There are times when you want to replace column data with a dictionary map. Lets understand the requirement with a example.
Below dataset is a access report of a perticular bank account.
>>> df = spark.createDataFrame([ ('344022', 'debit', 300), ('433456', 'credit', 25), ('355765', 'view', 0) ], ['accno', 'operation', 'amount'])
>>> df.show()
+------+---------+------+
| accno|operation|amount|
+------+---------+------+
|344022| debit| 300|
|433456| credit| 25|
|355765| view| 0|
+------+---------+------+
What we want is to catagorize the operations into transactional and non transactional and create a new column.
- Lets create a dictionary for our mapping.
>>> map_data = { 'debit': 'transactional', 'credit': 'transactional', 'view': 'non-transctional' }
>>> map_data
{'debit': 'transactional', 'credit': 'transactional', 'view': 'non-transctional'}
- Now lets map this to our dataframe
>>> from itertools import chain
>>> from pyspark.sql.functions import create_map, lit
>>>
>>> mapping = create_map([lit(x) for x in chain(*map_data.items())])

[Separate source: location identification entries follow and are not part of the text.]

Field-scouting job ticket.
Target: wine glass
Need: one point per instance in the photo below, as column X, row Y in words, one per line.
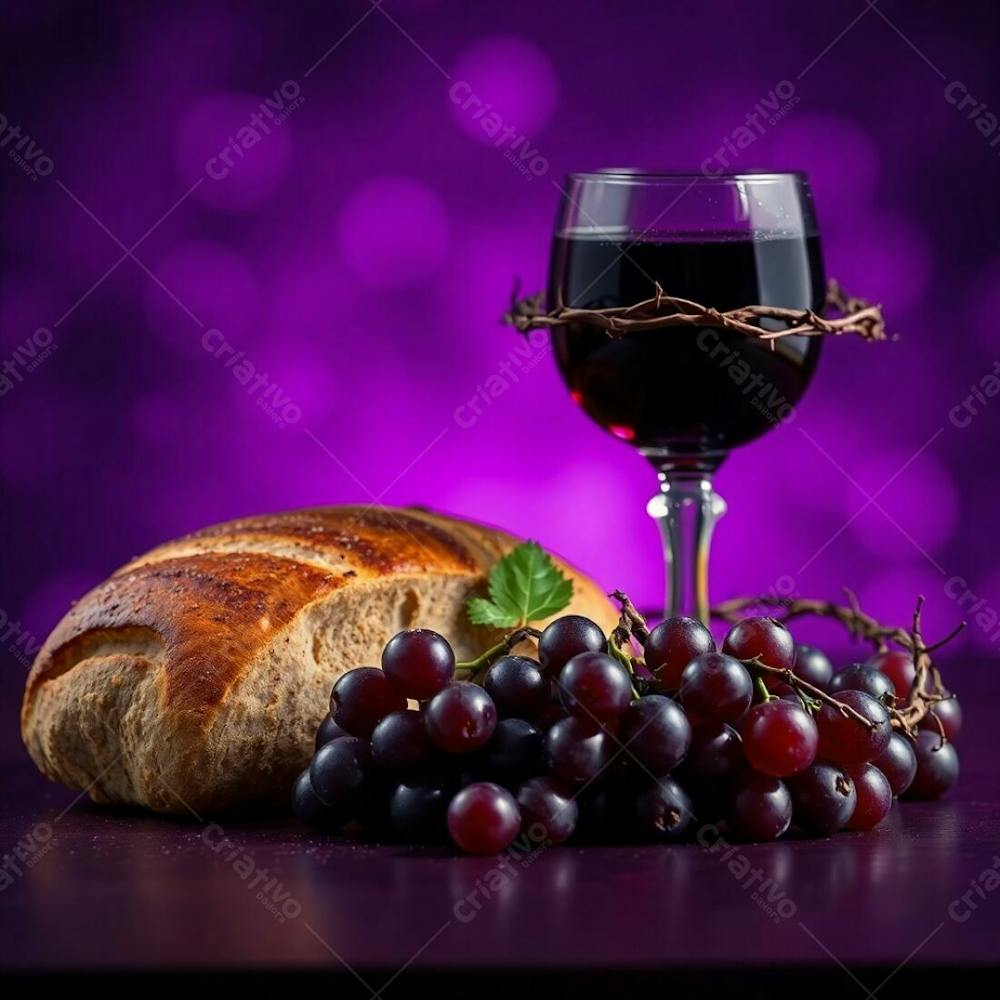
column 684, row 396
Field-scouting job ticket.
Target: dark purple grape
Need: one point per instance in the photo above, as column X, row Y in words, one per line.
column 764, row 639
column 552, row 714
column 662, row 811
column 898, row 763
column 672, row 645
column 567, row 637
column 874, row 797
column 328, row 730
column 761, row 807
column 823, row 799
column 418, row 662
column 863, row 677
column 518, row 687
column 576, row 752
column 361, row 698
column 937, row 767
column 548, row 811
column 898, row 666
column 949, row 714
column 400, row 744
column 310, row 810
column 779, row 738
column 514, row 752
column 595, row 687
column 461, row 718
column 417, row 810
column 656, row 732
column 847, row 741
column 599, row 815
column 340, row 771
column 813, row 666
column 483, row 819
column 715, row 756
column 715, row 688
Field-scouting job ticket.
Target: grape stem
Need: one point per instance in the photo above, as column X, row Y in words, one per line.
column 927, row 688
column 502, row 648
column 803, row 687
column 765, row 695
column 630, row 624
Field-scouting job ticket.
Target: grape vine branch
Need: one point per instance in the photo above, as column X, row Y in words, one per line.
column 928, row 689
column 857, row 316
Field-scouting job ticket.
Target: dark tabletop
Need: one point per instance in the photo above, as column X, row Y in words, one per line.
column 120, row 892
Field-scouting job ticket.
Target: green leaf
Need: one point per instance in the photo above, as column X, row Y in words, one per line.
column 525, row 586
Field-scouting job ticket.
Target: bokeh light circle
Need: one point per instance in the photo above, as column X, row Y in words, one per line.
column 513, row 77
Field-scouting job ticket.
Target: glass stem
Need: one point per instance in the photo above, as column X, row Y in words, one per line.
column 686, row 509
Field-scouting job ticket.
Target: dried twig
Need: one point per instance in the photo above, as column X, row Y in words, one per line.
column 927, row 689
column 858, row 317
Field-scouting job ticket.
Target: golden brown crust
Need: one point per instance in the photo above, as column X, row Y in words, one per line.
column 195, row 675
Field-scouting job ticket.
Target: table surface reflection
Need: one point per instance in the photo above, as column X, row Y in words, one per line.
column 98, row 889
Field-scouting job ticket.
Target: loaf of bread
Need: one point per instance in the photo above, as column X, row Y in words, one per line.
column 193, row 679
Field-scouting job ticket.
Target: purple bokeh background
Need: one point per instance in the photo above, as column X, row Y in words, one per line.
column 360, row 253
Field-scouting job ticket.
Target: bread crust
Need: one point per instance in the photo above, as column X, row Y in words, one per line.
column 193, row 679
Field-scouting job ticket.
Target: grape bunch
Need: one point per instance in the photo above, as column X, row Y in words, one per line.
column 588, row 741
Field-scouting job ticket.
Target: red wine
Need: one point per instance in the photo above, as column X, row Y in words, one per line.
column 687, row 393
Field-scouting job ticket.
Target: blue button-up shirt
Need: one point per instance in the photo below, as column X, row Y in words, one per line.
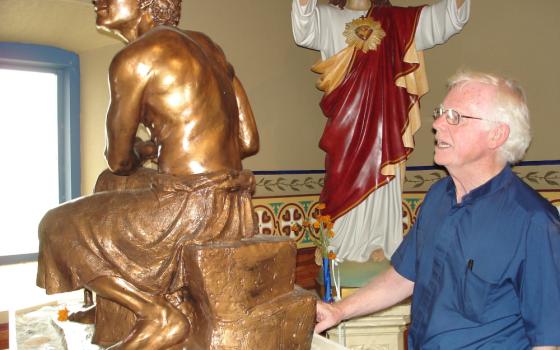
column 486, row 270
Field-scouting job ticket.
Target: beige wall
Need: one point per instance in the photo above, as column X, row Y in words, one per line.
column 503, row 36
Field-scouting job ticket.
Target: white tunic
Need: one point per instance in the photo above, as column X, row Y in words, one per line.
column 377, row 221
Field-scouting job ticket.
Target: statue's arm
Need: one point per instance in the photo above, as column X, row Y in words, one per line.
column 248, row 134
column 440, row 21
column 123, row 117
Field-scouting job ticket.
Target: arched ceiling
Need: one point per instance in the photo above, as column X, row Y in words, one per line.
column 68, row 24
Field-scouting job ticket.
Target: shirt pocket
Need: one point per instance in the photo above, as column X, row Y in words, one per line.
column 474, row 296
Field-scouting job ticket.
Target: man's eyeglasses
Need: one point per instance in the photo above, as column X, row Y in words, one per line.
column 451, row 116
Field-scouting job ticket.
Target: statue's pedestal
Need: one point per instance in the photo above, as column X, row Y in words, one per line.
column 38, row 328
column 382, row 330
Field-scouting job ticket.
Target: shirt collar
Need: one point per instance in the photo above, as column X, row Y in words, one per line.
column 493, row 185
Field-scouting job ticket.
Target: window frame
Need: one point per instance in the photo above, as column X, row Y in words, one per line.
column 66, row 65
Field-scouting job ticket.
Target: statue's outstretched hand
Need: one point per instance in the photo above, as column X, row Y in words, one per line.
column 145, row 150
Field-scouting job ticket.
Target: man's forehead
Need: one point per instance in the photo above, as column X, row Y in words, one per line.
column 471, row 93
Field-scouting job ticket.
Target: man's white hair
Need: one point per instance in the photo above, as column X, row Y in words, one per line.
column 510, row 108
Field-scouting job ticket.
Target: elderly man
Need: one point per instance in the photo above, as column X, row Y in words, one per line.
column 372, row 107
column 482, row 262
column 126, row 242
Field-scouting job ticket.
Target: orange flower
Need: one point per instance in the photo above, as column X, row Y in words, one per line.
column 63, row 314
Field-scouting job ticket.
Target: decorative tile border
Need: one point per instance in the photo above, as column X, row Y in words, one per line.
column 288, row 183
column 285, row 198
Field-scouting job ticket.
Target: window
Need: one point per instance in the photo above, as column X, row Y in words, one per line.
column 39, row 107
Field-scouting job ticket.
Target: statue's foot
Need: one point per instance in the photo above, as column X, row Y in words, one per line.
column 86, row 316
column 160, row 327
column 378, row 255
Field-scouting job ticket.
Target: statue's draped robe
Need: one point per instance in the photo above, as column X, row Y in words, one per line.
column 376, row 222
column 138, row 226
column 372, row 112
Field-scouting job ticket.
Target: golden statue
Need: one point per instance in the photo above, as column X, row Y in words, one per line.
column 169, row 252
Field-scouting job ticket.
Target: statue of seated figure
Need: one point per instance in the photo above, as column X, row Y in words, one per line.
column 145, row 239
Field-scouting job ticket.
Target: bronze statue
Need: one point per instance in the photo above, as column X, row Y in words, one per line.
column 145, row 238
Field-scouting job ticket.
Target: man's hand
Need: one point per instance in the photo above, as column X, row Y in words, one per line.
column 328, row 315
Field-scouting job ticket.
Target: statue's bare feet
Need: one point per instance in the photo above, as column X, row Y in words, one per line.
column 86, row 316
column 160, row 327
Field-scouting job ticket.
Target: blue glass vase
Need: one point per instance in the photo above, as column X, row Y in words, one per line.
column 327, row 296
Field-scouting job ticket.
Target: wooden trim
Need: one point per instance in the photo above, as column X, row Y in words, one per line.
column 4, row 336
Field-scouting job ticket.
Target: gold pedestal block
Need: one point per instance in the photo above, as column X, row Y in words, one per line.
column 240, row 296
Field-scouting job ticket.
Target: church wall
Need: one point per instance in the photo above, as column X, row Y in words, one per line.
column 256, row 37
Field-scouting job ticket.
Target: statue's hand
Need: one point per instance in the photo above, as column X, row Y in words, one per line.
column 145, row 150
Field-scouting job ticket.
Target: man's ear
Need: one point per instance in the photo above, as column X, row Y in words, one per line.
column 498, row 135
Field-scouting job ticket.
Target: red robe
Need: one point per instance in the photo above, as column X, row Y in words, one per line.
column 368, row 114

>>> result_df = df.withColumn('type', mapping[df['operation']])
>>> result_df.show()
+------+---------+------+----------------+
| accno|operation|amount| type|
+------+---------+------+----------------+
|344022| debit| 300| transactional|
|433456| credit| 25| transactional|
|355765| view| 0|non-transctional|
+------+---------+------+----------------+
Hope that was super easy!